The only voltage drop across a reactive circuit element in a purely DC energized circuit is due to the direct current flow through the resistance of the reactive component. The voltage drop may be neglected if it very small compared to other voltage drops in the circuit.
What do you mean by a "dc machine"?
There is also the time factor. Voltage across an inductance is temporary in a DC circuit but the voltage drop across a resistance is constant.
@ wmodavis: i mean a motor or generator.... if you see the voltage equation only the drop across armature resistance is considered but not the drop across the reactance even though the actual voltage generated is ac and only after commutation you get dc...
Not sure, but I think the OP is referring to amount of wattage dissipated. Resistors limit current by converting energy to heat, Reactance limits current by other means, making voltage lead or lag current. Both drop voltage, only one creates heat and uses energy, while the other prevents the flow of current through phase shifts. This only applies to AC though, not DC.
@Bill_ The beginning phrase of your post tells a lot.
"Not sure, but I think the OP is referring to...."
I difficulty arises when a questioner does not provide a clear enough question or provide enough basic information for responders to do other than crystal ball it and some of us(myself for sure) are limited in that area. If I was good at it I'd be a climate 'scientist'.
If you want to look at the mechanism that resistors limit current as being because they are converting energy to heat, then it is probably reasonable to think of reactive elements in a similar vein: they all limit current by converting energy from electrical to some other form, be it heat, an electric field, or a magnetic field. The difference is that the process is reversible in a reactive element.

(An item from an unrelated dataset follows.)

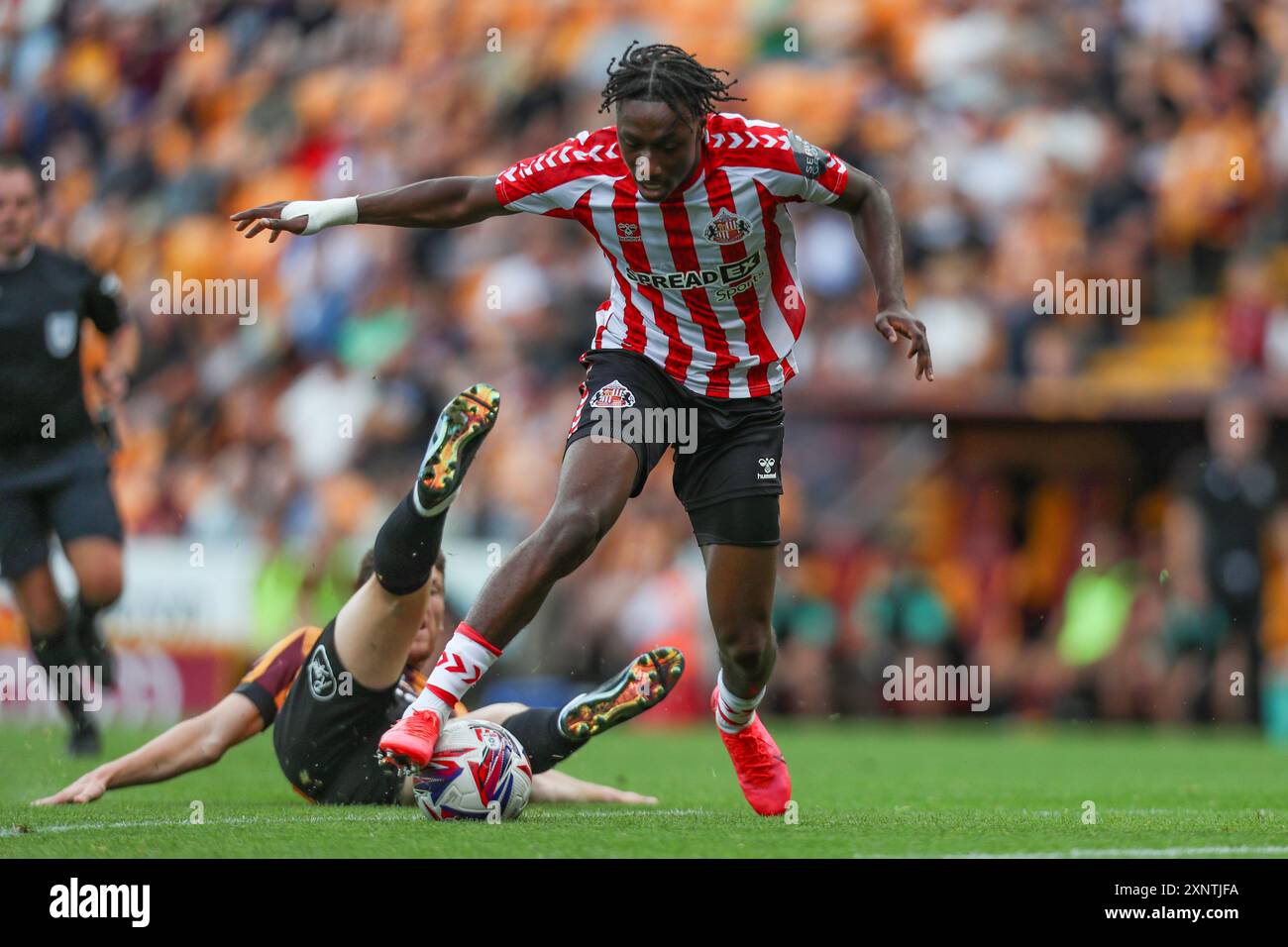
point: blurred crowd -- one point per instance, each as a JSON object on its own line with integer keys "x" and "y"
{"x": 1137, "y": 140}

Makes me wonder if you could make a thermal element that is reactive by using a Peltier junction. During part of the cycle energy is dumped into the thermal mass and during part of the cycle thermal energy is extracted from it. It would be very lossy, to be sure. I don't know if it would be linear or, even if it is, if you could come up with a reasonable differential equation that would allow you to have a simple complex impedance for it. But it would be an interesting project for someone that had way too much time on their hands to diddle with.